The milestone exists is to give you a deadline approximately halfway through the project. The following are suggestions for information to include in your milestone write-up. Your goal in the writeup is to assure the course staff (and yourself) that your project is proceeding as you said it would in your proposal. If it is not, your milestone writeup should emphasize what has been causing you problems, and provide an adjusted schedule and adjusted goals. As projects differ, not all items in the list below are relevant to all projects.
Make sure your project schedule on your main project page is up to date with work completed so far, and well as with a revised plan of work for the coming weeks. As by this time you should have a good understanding of what is required to complete your project, I want to see a very detailed schedule for the coming weeks. I suggest breaking time down into half-week increments. Each increment should have at least one task, and for each task put a person’s name on it.
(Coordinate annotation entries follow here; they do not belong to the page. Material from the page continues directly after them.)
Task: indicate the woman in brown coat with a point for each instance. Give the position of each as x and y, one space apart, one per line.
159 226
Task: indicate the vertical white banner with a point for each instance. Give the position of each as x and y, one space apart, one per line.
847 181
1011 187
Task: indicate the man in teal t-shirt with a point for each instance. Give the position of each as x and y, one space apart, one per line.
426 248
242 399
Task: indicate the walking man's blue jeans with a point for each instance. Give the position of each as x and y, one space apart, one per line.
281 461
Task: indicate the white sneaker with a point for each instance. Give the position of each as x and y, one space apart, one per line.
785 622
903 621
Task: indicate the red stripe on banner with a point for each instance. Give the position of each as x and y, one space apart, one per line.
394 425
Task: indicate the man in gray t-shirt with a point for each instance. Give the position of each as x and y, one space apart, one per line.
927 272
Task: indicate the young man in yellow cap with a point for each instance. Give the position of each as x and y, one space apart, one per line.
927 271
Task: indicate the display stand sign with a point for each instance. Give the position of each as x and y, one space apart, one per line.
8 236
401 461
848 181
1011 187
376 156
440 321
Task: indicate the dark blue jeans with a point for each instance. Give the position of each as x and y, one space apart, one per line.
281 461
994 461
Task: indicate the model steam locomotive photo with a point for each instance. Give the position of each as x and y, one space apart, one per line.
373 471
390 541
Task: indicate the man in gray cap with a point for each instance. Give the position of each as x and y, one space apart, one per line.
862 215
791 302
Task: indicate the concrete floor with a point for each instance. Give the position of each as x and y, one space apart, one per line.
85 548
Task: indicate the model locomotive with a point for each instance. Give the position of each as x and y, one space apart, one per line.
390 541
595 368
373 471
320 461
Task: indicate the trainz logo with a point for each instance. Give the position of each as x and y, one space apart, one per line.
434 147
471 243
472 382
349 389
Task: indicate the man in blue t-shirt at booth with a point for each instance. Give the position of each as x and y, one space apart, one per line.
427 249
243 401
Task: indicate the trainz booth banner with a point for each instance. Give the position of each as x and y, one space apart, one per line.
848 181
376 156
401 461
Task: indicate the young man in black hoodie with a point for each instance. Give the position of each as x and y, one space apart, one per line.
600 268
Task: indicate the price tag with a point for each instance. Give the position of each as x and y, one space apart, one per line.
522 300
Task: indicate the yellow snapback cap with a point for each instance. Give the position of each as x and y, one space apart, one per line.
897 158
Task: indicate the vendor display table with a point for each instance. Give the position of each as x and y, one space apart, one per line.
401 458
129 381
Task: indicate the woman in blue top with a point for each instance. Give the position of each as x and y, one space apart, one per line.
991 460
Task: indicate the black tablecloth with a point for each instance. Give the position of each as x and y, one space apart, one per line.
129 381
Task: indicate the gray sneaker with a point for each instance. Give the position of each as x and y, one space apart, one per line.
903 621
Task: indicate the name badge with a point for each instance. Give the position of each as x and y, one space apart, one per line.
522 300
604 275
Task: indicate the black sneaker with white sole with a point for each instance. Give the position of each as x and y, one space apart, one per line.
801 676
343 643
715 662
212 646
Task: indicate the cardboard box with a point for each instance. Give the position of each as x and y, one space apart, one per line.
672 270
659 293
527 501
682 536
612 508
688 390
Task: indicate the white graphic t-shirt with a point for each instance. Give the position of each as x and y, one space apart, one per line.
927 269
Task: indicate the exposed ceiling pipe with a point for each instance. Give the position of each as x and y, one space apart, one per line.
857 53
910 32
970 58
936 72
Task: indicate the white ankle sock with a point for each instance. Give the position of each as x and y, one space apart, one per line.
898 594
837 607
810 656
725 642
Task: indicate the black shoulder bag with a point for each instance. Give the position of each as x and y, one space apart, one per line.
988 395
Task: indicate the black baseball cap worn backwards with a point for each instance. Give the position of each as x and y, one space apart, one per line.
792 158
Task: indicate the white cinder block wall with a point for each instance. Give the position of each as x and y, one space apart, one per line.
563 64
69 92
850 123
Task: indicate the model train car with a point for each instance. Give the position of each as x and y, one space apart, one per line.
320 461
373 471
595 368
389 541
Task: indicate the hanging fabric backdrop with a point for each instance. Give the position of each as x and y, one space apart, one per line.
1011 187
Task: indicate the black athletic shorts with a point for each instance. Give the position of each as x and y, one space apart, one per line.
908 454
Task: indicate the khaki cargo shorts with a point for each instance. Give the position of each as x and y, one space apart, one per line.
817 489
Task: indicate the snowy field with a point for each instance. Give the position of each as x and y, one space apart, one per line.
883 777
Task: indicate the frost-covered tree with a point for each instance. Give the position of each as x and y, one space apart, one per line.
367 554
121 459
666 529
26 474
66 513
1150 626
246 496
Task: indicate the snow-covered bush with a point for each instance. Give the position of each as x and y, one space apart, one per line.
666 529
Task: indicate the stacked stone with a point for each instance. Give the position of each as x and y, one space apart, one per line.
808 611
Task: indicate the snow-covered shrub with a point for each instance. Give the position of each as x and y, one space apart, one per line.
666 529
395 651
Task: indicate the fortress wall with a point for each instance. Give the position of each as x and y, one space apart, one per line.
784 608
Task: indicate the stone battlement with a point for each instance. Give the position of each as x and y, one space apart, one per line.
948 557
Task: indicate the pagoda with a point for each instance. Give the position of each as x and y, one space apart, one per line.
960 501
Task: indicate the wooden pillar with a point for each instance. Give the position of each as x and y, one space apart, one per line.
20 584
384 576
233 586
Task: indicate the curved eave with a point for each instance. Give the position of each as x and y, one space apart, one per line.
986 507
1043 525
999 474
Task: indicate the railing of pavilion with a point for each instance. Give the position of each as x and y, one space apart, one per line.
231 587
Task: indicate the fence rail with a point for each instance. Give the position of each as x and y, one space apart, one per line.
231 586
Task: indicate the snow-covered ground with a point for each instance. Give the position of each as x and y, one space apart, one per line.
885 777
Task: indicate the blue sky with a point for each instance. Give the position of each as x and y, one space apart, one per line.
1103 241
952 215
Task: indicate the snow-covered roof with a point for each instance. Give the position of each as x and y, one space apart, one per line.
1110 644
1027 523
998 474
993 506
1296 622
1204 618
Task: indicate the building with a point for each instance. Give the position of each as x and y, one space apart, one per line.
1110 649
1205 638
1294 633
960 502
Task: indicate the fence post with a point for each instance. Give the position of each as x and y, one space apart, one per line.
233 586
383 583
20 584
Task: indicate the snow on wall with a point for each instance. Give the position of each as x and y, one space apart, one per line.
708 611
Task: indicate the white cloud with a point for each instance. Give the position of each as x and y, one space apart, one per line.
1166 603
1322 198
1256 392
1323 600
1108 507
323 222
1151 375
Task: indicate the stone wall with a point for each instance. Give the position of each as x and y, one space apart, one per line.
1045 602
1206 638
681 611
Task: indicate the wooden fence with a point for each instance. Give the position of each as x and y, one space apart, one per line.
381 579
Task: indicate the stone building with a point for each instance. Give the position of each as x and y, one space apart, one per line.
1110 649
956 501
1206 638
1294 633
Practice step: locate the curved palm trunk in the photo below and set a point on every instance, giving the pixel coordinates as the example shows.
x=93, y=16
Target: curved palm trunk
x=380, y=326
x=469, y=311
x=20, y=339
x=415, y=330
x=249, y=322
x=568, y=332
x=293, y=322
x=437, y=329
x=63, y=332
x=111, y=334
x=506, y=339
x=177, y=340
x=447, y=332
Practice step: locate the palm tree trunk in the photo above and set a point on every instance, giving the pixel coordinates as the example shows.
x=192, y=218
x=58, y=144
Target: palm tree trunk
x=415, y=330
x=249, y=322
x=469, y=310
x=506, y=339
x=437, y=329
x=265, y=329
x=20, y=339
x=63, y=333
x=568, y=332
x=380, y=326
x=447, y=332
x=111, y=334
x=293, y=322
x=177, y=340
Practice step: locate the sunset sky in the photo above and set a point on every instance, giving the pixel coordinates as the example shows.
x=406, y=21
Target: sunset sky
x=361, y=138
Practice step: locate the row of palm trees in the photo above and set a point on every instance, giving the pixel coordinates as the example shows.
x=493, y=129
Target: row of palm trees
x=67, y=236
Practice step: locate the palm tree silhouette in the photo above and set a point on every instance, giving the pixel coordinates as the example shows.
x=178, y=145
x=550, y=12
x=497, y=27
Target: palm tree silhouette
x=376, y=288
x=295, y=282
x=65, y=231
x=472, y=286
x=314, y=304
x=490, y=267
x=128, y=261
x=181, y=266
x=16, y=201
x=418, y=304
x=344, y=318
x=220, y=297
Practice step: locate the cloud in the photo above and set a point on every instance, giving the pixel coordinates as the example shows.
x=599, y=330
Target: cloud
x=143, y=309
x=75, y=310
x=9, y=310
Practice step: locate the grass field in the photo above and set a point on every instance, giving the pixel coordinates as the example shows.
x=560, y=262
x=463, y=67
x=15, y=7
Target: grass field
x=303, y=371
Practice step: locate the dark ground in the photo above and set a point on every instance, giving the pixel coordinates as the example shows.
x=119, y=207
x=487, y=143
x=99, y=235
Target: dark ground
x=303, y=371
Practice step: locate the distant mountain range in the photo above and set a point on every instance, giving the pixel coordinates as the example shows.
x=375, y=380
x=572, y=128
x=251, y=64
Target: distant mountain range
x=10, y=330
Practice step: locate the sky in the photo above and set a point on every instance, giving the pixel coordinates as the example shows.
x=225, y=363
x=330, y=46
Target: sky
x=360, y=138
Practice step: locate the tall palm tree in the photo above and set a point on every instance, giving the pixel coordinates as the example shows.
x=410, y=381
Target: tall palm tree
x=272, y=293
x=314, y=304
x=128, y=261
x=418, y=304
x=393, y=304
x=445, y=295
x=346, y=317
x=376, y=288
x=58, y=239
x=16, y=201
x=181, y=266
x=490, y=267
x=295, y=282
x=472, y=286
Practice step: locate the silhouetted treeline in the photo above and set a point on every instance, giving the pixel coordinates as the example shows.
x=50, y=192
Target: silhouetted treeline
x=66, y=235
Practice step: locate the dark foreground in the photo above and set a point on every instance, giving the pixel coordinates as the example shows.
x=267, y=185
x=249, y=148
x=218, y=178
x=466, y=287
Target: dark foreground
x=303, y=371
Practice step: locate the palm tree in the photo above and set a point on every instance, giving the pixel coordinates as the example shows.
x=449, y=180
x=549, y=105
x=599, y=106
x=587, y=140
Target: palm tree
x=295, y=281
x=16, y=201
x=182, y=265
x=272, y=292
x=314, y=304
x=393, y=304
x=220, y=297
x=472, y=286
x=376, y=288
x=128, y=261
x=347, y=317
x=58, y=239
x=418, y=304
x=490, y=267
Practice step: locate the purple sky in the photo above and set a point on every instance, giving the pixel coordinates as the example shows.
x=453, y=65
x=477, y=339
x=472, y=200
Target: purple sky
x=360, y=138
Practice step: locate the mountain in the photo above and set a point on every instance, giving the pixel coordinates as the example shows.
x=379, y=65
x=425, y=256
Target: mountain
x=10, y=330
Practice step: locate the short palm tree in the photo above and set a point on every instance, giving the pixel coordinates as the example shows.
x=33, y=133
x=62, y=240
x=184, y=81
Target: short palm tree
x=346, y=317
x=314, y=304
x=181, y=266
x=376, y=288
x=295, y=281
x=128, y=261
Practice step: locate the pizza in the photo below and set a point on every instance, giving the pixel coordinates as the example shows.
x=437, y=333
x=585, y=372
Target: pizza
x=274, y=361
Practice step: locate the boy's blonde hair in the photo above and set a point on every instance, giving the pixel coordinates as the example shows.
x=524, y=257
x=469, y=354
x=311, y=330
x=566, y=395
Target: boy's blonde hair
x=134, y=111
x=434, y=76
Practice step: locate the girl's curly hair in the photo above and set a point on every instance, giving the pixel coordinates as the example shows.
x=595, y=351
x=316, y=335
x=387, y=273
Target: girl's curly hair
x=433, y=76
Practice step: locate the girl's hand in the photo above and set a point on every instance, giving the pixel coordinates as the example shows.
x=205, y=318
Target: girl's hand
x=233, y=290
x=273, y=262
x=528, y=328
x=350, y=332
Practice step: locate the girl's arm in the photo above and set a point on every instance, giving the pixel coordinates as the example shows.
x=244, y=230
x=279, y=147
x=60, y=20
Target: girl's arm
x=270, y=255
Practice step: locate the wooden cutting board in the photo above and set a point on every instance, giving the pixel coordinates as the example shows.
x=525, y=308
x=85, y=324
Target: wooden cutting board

Our milestone progress is primarily focused on implementing the sequential version of the minimum distance between mesh algorithm. We obtained a 3D mesh for a FANUC robot, and created the infrastructure of the project (reading and parsing OBJ file, reading user config file, placing models in a scene, etc). As for the sequential algorithm, we find the minimum distance between two or more meshes by calculating the distance for each pair of faces in the meshes. In this attempt, have the algorithm working on a toy example. However, we are still fixing some corner case bugs that occur when we run the algorithm on the actual object. In another approach, where we are trying to implement the GJK algorithm with minimum distance calculation, we are still halfway through.
In the proposal, we stated that we would implement the sequential version of the minimum distance between mesh algorithm and parallelize it using CUDA. Our goad has not changed, as we did find some opportunities in parallelizing the algorithm. For the naive serial implementation, we can parallelize the computation across the faces in the scece. For the GJK algorithm implementation, the minkowski sum of two meshes can be parallelized by calculating the sum of each vertex in the first mesh with each vertex in the second mesh. The support function in the second approach is also parallelizable for mesh. We also found that it would be interesting to see how the hill climbing optimization (which has to be sequential) would compare with the parallelized version of brute force approach. We do still believe we can produce all the deliverables. However, the “nice to haves” (integrating it with SSA) would be too much for us to do in the remaining time.
We expect to have a demo in which our program outputs the minimum distance bewteen meshes in a complex scene. This will likely be the command-line style demo (run the serial and parallel programs and observe that they take different times). The speedup plot will be presented.
The issues we concern the most is the correctness of the algorithm. Even with the sequential version, we are already struggling with edges cases like division of 0 when the objects are extremely close. We belive this would be harder to debug in CUDA.